SP: The key to mentoring successfully is the willingness to share knowledge and to mentor without fear. By that, I mean that a mentor cannot be afraid that the mentee may surpass the mentor. Mentors must be okay with allowing their mentees to grow. That requires that mentors generously share knowledge, experience, and advice. Patience is also an important component. When mentees excel, it reflects favorably on the mentor.
That being said, a mentor can only do so much. They can provide the technical skills that will foster success in the mentee. Still, if the mentee doesn’t show a generous spirit and willingness to share, and self-confidence, they will not be able to fully give of themselves when they take on the role of mentor.
Finally, mentors should keep in mind that even if they are great mentors, the mentee needs to be committed to the process for the relationship to come full circle.

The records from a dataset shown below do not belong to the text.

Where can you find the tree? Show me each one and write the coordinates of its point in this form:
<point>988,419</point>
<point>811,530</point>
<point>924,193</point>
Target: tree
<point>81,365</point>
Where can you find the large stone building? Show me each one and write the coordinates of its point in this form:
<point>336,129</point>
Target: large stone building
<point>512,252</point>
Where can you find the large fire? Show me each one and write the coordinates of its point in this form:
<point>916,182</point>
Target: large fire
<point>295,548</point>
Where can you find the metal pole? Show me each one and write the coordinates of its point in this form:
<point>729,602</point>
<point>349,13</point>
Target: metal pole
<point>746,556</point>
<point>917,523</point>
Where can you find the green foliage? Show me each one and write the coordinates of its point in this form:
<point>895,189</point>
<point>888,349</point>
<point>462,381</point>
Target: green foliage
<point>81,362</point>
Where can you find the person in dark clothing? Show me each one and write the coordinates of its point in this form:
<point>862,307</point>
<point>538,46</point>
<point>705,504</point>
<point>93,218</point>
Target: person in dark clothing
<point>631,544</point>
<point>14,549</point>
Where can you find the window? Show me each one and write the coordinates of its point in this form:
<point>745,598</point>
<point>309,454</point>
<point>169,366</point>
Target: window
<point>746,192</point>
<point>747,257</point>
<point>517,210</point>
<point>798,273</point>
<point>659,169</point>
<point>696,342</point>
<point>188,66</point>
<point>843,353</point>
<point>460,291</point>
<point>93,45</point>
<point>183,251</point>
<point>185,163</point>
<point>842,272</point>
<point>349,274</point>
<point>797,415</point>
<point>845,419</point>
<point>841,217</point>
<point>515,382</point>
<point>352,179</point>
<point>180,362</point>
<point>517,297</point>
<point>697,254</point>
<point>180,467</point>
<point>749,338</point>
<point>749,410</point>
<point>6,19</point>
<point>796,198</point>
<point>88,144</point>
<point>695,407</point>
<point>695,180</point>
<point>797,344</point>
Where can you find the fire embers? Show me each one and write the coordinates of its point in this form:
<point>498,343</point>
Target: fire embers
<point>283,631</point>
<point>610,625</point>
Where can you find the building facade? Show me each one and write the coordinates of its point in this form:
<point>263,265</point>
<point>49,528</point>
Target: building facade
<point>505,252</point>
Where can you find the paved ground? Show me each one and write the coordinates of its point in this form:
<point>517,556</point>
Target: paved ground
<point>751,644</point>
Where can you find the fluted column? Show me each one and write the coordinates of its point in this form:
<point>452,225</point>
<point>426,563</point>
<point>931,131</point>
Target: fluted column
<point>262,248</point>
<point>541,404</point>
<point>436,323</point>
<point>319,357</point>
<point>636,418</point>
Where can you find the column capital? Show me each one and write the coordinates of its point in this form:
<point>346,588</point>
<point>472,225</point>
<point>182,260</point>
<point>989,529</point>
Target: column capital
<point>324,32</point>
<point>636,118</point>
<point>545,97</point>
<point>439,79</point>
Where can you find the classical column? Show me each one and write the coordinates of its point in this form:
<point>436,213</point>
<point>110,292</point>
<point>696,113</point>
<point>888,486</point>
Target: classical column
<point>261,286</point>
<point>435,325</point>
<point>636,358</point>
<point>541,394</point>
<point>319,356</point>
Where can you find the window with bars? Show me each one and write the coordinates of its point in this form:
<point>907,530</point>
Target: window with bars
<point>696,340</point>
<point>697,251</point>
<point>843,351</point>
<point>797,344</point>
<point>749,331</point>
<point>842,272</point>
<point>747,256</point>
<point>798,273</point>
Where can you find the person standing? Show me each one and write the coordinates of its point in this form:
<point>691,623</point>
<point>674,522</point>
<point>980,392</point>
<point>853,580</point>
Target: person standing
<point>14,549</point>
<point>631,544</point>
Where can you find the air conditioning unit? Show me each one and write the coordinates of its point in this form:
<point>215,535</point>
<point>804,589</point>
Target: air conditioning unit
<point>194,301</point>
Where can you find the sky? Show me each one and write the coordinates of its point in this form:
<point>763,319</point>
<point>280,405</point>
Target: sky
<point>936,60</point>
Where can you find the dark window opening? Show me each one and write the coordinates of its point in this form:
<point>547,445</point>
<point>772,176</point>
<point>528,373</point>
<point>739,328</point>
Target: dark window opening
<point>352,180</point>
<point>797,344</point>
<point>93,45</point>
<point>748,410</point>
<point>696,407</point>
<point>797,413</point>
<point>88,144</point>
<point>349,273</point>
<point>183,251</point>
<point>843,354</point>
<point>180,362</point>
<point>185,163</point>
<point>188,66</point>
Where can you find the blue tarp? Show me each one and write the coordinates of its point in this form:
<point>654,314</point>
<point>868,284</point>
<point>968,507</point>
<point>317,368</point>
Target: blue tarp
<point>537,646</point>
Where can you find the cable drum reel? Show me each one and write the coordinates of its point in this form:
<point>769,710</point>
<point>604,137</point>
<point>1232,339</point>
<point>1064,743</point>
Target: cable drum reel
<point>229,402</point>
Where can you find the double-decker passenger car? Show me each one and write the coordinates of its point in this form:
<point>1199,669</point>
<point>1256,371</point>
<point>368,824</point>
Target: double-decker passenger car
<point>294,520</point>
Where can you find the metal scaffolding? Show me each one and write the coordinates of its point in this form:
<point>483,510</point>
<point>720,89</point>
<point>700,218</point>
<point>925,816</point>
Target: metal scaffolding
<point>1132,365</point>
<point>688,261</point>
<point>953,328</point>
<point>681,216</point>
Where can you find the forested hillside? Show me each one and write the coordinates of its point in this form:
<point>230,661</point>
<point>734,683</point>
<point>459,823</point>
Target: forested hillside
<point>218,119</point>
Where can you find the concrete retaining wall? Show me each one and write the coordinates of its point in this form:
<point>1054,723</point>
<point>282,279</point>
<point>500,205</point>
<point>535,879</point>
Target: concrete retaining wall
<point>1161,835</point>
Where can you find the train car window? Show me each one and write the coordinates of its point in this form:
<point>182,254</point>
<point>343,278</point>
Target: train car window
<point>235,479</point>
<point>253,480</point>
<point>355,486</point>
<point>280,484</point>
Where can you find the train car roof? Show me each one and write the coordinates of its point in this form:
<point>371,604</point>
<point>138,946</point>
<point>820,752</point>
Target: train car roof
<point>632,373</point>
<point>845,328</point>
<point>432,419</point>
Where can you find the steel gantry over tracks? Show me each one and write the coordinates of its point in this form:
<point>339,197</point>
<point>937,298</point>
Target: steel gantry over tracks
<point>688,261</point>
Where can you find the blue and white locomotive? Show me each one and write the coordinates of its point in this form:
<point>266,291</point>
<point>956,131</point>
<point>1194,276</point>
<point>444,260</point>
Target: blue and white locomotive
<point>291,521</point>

What do you consider to be VHMA’s best resource?
SP: The members! I always advise new members to connect with the people in the association. They are there to help, offer advice, and direct members to resources. Also, post in the online community if you have a question. You will be surprised at the number and depth of responses.
Agree or disagree...it is difficult to be a successful practice manager without being a member of VHMA?
SP: VHMA is an excellent resource. I personally would not have gone as far as I have without VHMA. But everyone has their own style and comfort level. There are many resources available to practice managers, and I think VHMA is the best. However, joining VHMA to achieve success may not be the only approach for some managers.
What is an emerging issue in veterinary practice management?
SP: The next big issue in the industry is the availability of veterinary technicians. As a manager in a hospital, it was difficult to hire techs. We need to be able to pay them higher wages. However, it’s always a balancing act...practices are balancing what they can pay staff with how much they can charge clients.
Some people maintain that it’s also important to show technicians a path to career growth. This works for some staff, but others are content to remain where they are. Also, jobs in practice management can be few and far between. A technician aspiring to become a manager may have to leave the practice to find their dream job.
What role can VHMA play in addressing this issue?
SP: VHMA is an association committed to managers. I’m not sure how VHMA acting independently can increase the pool of veterinary technicians. Still, I do think that VHMA could mentor a technician association to raise awareness of these positions.
What does VHMA mean to you?
SP: VHMA has been a part of my whole career. I’ve learned so much being a member of the board. Being on the board allowed me to better understand the importance of goals and objectives for an organization. I became more familiar with how to help a business/organization grow, and I was able to expand my knowledge in ways I never imagined.
What should every member know about the association?
SP: VHMA has adopted a strategic plan that is reviewed and revised at regular intervals. This is a critical document that guides the development and growth of the association. The board works hard to ensure that the plan is seen through to fruition.
Best piece of advice you can share with members.
SP: Do not sit on the sidelines! Just going to meetings is okay, but you need to become involved and be active with the association to realize the full benefits. Take the time and join a committee.
Thank you, Susan, for finding the time to share your memories. Enjoy retirement!